Noah had three sons born to him, Shem, Ham, and Japheth, before God sent a flood to destroy the world (Genesis 5:32). Whenever the names of Noah’s three sons are recorded, Shem is always mentioned first (e.g., Genesis 9:18; 10:2, 21), even though Shem was the second-born (the Bible often lists people according to prominence rather than age). Japheth was the oldest (Genesis 10:21), and Ham was the youngest (Genesis 9:24).
Japheth was born when Noah was 500 years old, and the flood came 100 years later (Genesis 7:6–7). Since Shem was 100 two years after the flood (Genesis 11:10), he must have been born when Noah was 502 years old. There is no record of when Ham was born other than the fact that he was born sometime after Shem (Genesis 9:24).
“Shem was the ancestor of all the sons of Eber” (Genesis 10:21), and this is important because the word Eber is the origin of the Hebrew word for “Hebrew.” The word Shem means “name,” which implies that Noah expected this son’s name to become great. He was right—the modern words Semitic and Semite are derived from Shem’s name. The Bible records that Shem had five sons: Elam, Ashur, Arphaxad, Lud, and Aram (Genesis 10:22). Shem lived to be 600 years of age (Genesis 11:10–11) and became the ancestor of the Semitic peoples (Genesis 10:1, 21–31). Abraham, a descendant of Shem, is the first person in the Bible who is referred to as a “Hebrew” (Genesis 14:13).
Noah blessed Shem above his brothers (Genesis 9:26–27), and it was through Shem that the promised seed destined to crush Satan came (Genesis 3:15). That seed is traced back to Adam’s son Seth (Genesis 5:1–32), through Shem, and on to Abraham, Judah, and David, leading all the way to Christ (Luke 3:36).
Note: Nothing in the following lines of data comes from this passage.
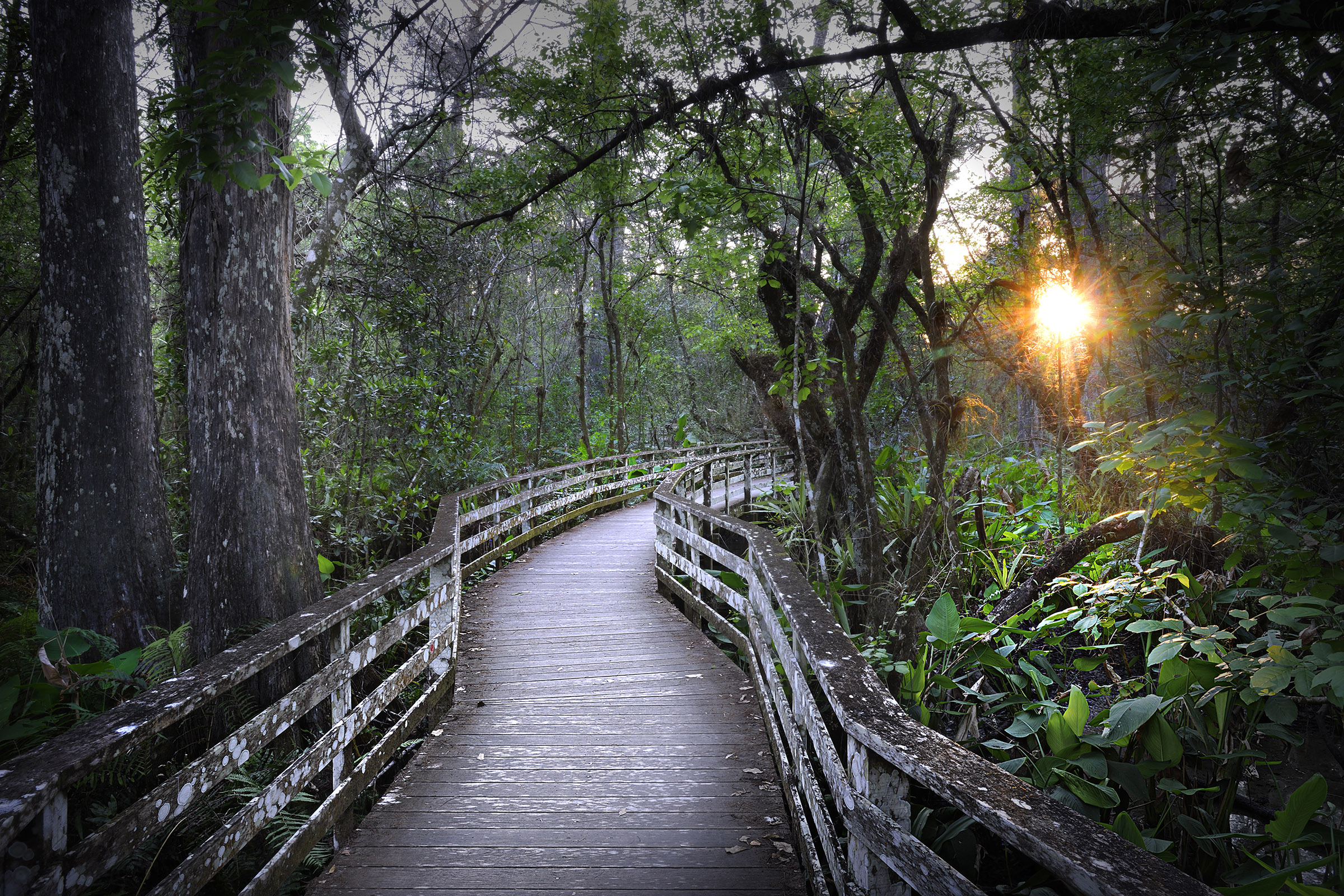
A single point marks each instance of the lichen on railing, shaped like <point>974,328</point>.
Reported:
<point>848,799</point>
<point>474,533</point>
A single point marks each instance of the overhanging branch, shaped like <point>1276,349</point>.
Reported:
<point>1039,22</point>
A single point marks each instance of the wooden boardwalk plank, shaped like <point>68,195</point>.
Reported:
<point>616,750</point>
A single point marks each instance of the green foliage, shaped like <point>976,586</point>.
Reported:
<point>227,108</point>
Shem’s son Elam was the father of the Elamites, who later settled east of Mesopotamia. Shem’s son Ashur, whose name is related to the word Assyria, is most likely is the father of those who settled the ancient region of Assyria (Genesis 2:14). Arphaxad is thought by many scholars to be a compound form of the Hebrew word for “Chaldea,” which was a region in southern Mesopotamia (Genesis 11:10–13). It was through Arphaxad that Eber came. Scholars believe that the descendants of Shem’s son Lud became known as the Lydians of Asia Minor. And Aram is identified by Bible scholars with the area northeast of the Promised Land, known today as Syria (cf. 2 Kings 16:6). The sons of Aram are listed in Genesis 10:23. Of Aram’s sons, Uz is later referred to in the book of Job (Job 1:1).
Noah’s firstborn son, Japheth, is listed as the father of Gomer, Magog, Madai, Javan, Tubal, Meshech, and Tiras (Genesis 10:2). Their descendants became the people who lived to the north and west of Israel and, after Babel, spoke what today are classified as Indo-European languages.
In blessing his son Japheth, Noah said, “May God extend Japheth’s territory; / may Japheth live in the tents of Shem, / and may Canaan be the slave of Japheth” (Genesis 9:27). There are two schools of thought regarding what this prophecy about Japheth means.
Some scholars are of the opinion that the enlargement of Japheth’s territory refers to a great numerical increase of his descendants. The comment “may Japheth live in the tents of Shem” means that Japheth will share in the blessings of Shem. According to this view, there was to be a time when God worked primarily with Shem (the people of Israel), but later Japheth would be brought into connection with the faith of Israel to share Israel’s blessings. A similar prophecy is evident in the Abrahamic Covenant, when God promises to bless all nations through Abraham’s seed (Genesis 12:3). The fulfillment is found in Christ and in the gospel coming to the Gentiles at the inception of the church (Acts 15:7; Romans 15:16; Galatians 2:2). Other scholars are of the opinion that the extension of Japheth’s territory refers to territorial enlargement, and living “in the tents of Shem” is the conquest of the Semites’ territory by Japhethites. According to this view, the fulfillment was the Greek and Roman conquests of Israel.
Ham, the youngest of Noah’s three sons, had four sons: Cush, Mizraim (Hebrew for “Egypt”), Put, and Canaan (Genesis 10:6; 1 Chronicles 1:8). Egypt was later called the “land of Ham” (Psalm 78:51; 105:23; 106:22). The Hamitic peoples are shown in Genesis 10:6–20 as becoming a godless and worldly power. It was the land of Israel that was assigned to Ham’s son, Canaan, and for centuries it was under the control of the Egyptians. Ham is the father of the Arabians, Canaanites, and Africans, including the Egyptians. Due to Ham’s sin against his father (Genesis 9:20–25), Noah cursed Canaan, saying Canaan would be a servant to Shem (Genesis 9:26). This was fulfilled centuries later when the Israelites entered the land of Canaan and subdued the inhabitants of that land (1 Kings 9:20–21).